The following code fetches the last 500 traffic entries for a given street alongside the corresponding weather. Then it creates a prompt and feeds it to a llama3 model by Ollama on a virtual machine. It stores the prompts and responses to S3 and adds them back to our database in a new table 'traffic_prediction'.

In [None]:
import json
import os
import requests
import boto3
import time
import psycopg2
import re
from psycopg2 import sql
from decimal import Decimal

def get_filtered_traffic_weather_data(street_name):
    query = sql.SQL("""
    SELECT t.jam_factor,
           w.temperature,
           w.description AS weather_description,
           to_char(to_timestamp(t.timestamp), 'YYYY-MM-DD HH24:MI:SS') AS traffic_datetime
    FROM (
        SELECT *,
               ROW_NUMBER() OVER (ORDER BY t.timestamp DESC) AS row_num
        FROM public.traffic_data t
        WHERE t.description LIKE {street_name}
          AND EXTRACT(HOUR FROM to_timestamp(t.timestamp)) NOT BETWEEN 0 AND 4
    ) AS t
    JOIN (
        SELECT *,
               ROW_NUMBER() OVER (ORDER BY w.timestamp DESC) AS row_num
        FROM public.weather_data w
    ) AS w ON t.row_num = w.row_num
    WHERE t.row_num % 4 = 0
    LIMIT 500;
    """).format(street_name=sql.Literal('%' + street_name + '%'))
    return query

def fetch_filtered_traffic_weather_data(street_name):
    conn = None
    results = []
    try:
        conn = psycopg2.connect(
            database=os.environ['DB_NAME'],
            user=os.environ['USERNAME'],
            password=os.environ['PASSWORD'],
            host=os.environ['ENDPOINT'],
            port='5432'
        )
        print("Database connection established.")
        cursor = conn.cursor()
        sql_query = get_filtered_traffic_weather_data(street_name)

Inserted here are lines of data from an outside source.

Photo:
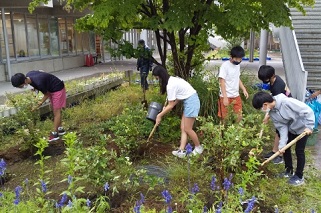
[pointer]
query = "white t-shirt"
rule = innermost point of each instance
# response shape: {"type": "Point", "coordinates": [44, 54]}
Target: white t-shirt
{"type": "Point", "coordinates": [178, 88]}
{"type": "Point", "coordinates": [231, 74]}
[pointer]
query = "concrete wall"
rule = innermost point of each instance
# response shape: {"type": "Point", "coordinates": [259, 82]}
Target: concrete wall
{"type": "Point", "coordinates": [48, 65]}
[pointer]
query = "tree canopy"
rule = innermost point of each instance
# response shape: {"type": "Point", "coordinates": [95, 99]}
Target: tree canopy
{"type": "Point", "coordinates": [184, 25]}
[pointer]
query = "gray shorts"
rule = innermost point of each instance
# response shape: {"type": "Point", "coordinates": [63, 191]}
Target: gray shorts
{"type": "Point", "coordinates": [191, 106]}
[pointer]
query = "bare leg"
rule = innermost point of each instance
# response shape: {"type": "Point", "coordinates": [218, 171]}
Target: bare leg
{"type": "Point", "coordinates": [57, 119]}
{"type": "Point", "coordinates": [276, 143]}
{"type": "Point", "coordinates": [187, 130]}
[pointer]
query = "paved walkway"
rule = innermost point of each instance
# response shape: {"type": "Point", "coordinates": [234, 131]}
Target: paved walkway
{"type": "Point", "coordinates": [130, 64]}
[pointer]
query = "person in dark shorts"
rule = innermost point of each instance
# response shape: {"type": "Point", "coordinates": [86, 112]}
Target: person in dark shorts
{"type": "Point", "coordinates": [267, 75]}
{"type": "Point", "coordinates": [52, 88]}
{"type": "Point", "coordinates": [291, 118]}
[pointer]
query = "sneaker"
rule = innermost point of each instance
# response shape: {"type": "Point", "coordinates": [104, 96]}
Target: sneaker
{"type": "Point", "coordinates": [278, 160]}
{"type": "Point", "coordinates": [286, 174]}
{"type": "Point", "coordinates": [198, 150]}
{"type": "Point", "coordinates": [296, 181]}
{"type": "Point", "coordinates": [268, 155]}
{"type": "Point", "coordinates": [53, 136]}
{"type": "Point", "coordinates": [179, 153]}
{"type": "Point", "coordinates": [61, 131]}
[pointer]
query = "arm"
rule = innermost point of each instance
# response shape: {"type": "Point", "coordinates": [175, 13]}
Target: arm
{"type": "Point", "coordinates": [166, 109]}
{"type": "Point", "coordinates": [244, 90]}
{"type": "Point", "coordinates": [45, 97]}
{"type": "Point", "coordinates": [283, 130]}
{"type": "Point", "coordinates": [223, 91]}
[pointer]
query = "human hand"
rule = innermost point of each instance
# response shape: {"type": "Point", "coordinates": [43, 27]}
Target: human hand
{"type": "Point", "coordinates": [225, 101]}
{"type": "Point", "coordinates": [158, 119]}
{"type": "Point", "coordinates": [245, 94]}
{"type": "Point", "coordinates": [281, 152]}
{"type": "Point", "coordinates": [266, 118]}
{"type": "Point", "coordinates": [308, 131]}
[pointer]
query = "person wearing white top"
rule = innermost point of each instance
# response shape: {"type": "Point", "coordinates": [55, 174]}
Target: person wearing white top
{"type": "Point", "coordinates": [180, 90]}
{"type": "Point", "coordinates": [230, 83]}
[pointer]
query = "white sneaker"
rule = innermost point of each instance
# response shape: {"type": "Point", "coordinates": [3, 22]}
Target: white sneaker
{"type": "Point", "coordinates": [179, 153]}
{"type": "Point", "coordinates": [198, 150]}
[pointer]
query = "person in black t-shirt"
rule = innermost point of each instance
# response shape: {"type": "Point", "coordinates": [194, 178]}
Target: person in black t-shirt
{"type": "Point", "coordinates": [52, 88]}
{"type": "Point", "coordinates": [267, 75]}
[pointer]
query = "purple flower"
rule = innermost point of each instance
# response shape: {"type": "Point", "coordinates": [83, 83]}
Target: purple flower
{"type": "Point", "coordinates": [226, 184]}
{"type": "Point", "coordinates": [69, 204]}
{"type": "Point", "coordinates": [3, 166]}
{"type": "Point", "coordinates": [213, 183]}
{"type": "Point", "coordinates": [169, 209]}
{"type": "Point", "coordinates": [205, 209]}
{"type": "Point", "coordinates": [16, 201]}
{"type": "Point", "coordinates": [88, 202]}
{"type": "Point", "coordinates": [195, 189]}
{"type": "Point", "coordinates": [250, 205]}
{"type": "Point", "coordinates": [167, 196]}
{"type": "Point", "coordinates": [17, 191]}
{"type": "Point", "coordinates": [43, 186]}
{"type": "Point", "coordinates": [106, 187]}
{"type": "Point", "coordinates": [63, 200]}
{"type": "Point", "coordinates": [189, 149]}
{"type": "Point", "coordinates": [241, 191]}
{"type": "Point", "coordinates": [219, 208]}
{"type": "Point", "coordinates": [142, 198]}
{"type": "Point", "coordinates": [69, 179]}
{"type": "Point", "coordinates": [137, 207]}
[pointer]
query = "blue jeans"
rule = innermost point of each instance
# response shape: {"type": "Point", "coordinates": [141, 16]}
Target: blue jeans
{"type": "Point", "coordinates": [300, 155]}
{"type": "Point", "coordinates": [144, 70]}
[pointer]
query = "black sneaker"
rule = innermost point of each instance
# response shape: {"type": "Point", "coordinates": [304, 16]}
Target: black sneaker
{"type": "Point", "coordinates": [269, 155]}
{"type": "Point", "coordinates": [278, 160]}
{"type": "Point", "coordinates": [296, 181]}
{"type": "Point", "coordinates": [286, 174]}
{"type": "Point", "coordinates": [61, 131]}
{"type": "Point", "coordinates": [53, 137]}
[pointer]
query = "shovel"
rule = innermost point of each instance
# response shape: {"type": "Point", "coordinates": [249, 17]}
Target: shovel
{"type": "Point", "coordinates": [155, 126]}
{"type": "Point", "coordinates": [284, 148]}
{"type": "Point", "coordinates": [144, 101]}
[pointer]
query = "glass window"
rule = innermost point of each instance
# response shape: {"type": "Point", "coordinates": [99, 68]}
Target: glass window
{"type": "Point", "coordinates": [9, 37]}
{"type": "Point", "coordinates": [92, 43]}
{"type": "Point", "coordinates": [20, 34]}
{"type": "Point", "coordinates": [79, 44]}
{"type": "Point", "coordinates": [44, 38]}
{"type": "Point", "coordinates": [1, 40]}
{"type": "Point", "coordinates": [63, 35]}
{"type": "Point", "coordinates": [54, 42]}
{"type": "Point", "coordinates": [32, 35]}
{"type": "Point", "coordinates": [85, 42]}
{"type": "Point", "coordinates": [70, 34]}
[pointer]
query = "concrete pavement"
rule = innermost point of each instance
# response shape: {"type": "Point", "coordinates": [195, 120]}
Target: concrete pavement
{"type": "Point", "coordinates": [130, 64]}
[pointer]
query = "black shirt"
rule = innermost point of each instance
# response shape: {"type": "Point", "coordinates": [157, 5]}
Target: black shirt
{"type": "Point", "coordinates": [278, 86]}
{"type": "Point", "coordinates": [45, 82]}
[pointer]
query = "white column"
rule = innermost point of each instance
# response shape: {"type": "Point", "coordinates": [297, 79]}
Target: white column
{"type": "Point", "coordinates": [263, 47]}
{"type": "Point", "coordinates": [5, 36]}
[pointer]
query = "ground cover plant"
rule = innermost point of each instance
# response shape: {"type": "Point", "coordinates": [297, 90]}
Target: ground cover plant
{"type": "Point", "coordinates": [104, 163]}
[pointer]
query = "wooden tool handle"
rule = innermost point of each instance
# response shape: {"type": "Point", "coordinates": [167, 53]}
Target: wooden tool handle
{"type": "Point", "coordinates": [155, 126]}
{"type": "Point", "coordinates": [152, 132]}
{"type": "Point", "coordinates": [261, 133]}
{"type": "Point", "coordinates": [284, 148]}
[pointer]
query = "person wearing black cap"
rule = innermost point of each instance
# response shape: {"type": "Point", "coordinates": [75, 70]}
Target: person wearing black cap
{"type": "Point", "coordinates": [144, 63]}
{"type": "Point", "coordinates": [51, 87]}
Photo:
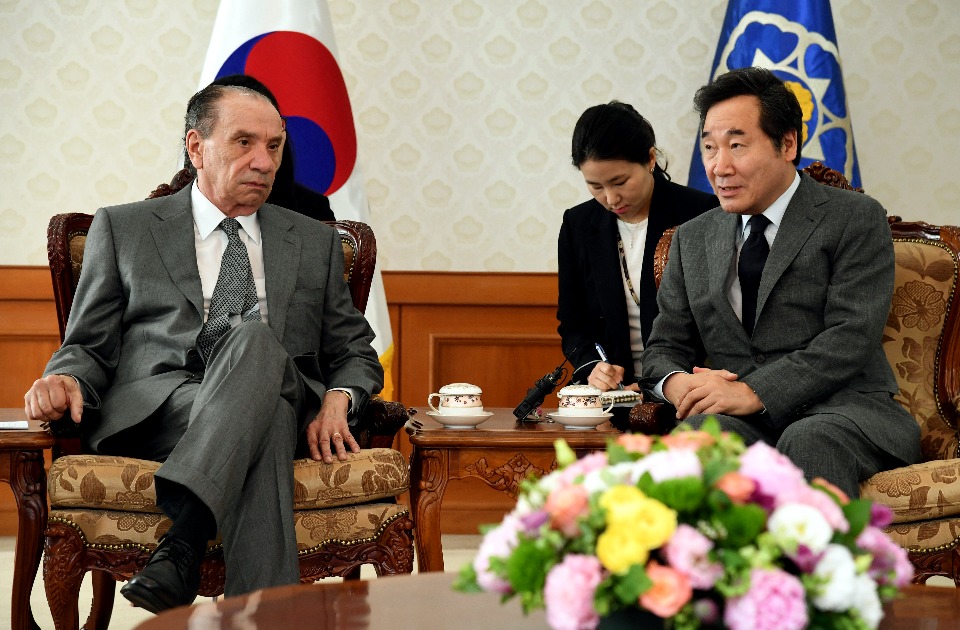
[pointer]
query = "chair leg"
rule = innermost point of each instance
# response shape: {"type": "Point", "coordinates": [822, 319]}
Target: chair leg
{"type": "Point", "coordinates": [63, 569]}
{"type": "Point", "coordinates": [104, 589]}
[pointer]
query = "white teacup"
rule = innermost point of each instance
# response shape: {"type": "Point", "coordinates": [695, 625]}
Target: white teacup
{"type": "Point", "coordinates": [457, 399]}
{"type": "Point", "coordinates": [582, 400]}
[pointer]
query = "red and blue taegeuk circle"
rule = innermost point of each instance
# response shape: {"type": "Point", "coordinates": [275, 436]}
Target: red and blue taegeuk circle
{"type": "Point", "coordinates": [305, 78]}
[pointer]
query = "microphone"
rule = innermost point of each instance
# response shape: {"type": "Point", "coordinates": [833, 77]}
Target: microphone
{"type": "Point", "coordinates": [540, 390]}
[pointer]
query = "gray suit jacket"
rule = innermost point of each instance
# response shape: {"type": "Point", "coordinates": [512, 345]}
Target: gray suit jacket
{"type": "Point", "coordinates": [131, 337]}
{"type": "Point", "coordinates": [822, 305]}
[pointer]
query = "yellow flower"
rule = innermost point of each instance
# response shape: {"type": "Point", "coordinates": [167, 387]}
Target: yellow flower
{"type": "Point", "coordinates": [623, 504]}
{"type": "Point", "coordinates": [618, 548]}
{"type": "Point", "coordinates": [635, 525]}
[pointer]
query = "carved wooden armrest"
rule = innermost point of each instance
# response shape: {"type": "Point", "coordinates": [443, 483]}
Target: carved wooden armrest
{"type": "Point", "coordinates": [382, 419]}
{"type": "Point", "coordinates": [652, 418]}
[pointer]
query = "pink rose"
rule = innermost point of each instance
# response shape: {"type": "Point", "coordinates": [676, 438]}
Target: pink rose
{"type": "Point", "coordinates": [690, 440]}
{"type": "Point", "coordinates": [497, 543]}
{"type": "Point", "coordinates": [818, 500]}
{"type": "Point", "coordinates": [686, 551]}
{"type": "Point", "coordinates": [670, 592]}
{"type": "Point", "coordinates": [635, 442]}
{"type": "Point", "coordinates": [890, 562]}
{"type": "Point", "coordinates": [772, 471]}
{"type": "Point", "coordinates": [775, 601]}
{"type": "Point", "coordinates": [568, 593]}
{"type": "Point", "coordinates": [566, 505]}
{"type": "Point", "coordinates": [737, 486]}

        # Execute the SQL query
        cursor.execute(sql_query)

        # Fetch the results
        results = cursor.fetchall()

        # Close the cursor and connection
        cursor.close()
        print("Data fetched successfully.")

    except psycopg2.Error as e:
        print(f"Database error: {e}")
    finally:
        if conn:
            conn.close()
            print("Database connection closed.")

    return results

def convert_decimal(obj):
    if isinstance(obj, Decimal):
        return float(obj)
    raise TypeError

def create_table_if_not_exists():
    conn = None
    try:
        conn = psycopg2.connect(
            database=os.environ['DB_NAME'],
            user=os.environ['USERNAME'],
            password=os.environ['PASSWORD'],
            host=os.environ['ENDPOINT'],
            port='5432'
        )
        print("Database connection established for table creation check.")
        cursor = conn.cursor()

        # Create table if it does not exist
        create_table_query = """
        CREATE TABLE IF NOT EXISTS public.traffic_prediction (
            id SERIAL PRIMARY KEY,
            prompt TEXT NOT NULL,
            response TEXT NOT NULL,
            timestamp TIMESTAMP NOT NULL
        );
        """
        cursor.execute(create_table_query)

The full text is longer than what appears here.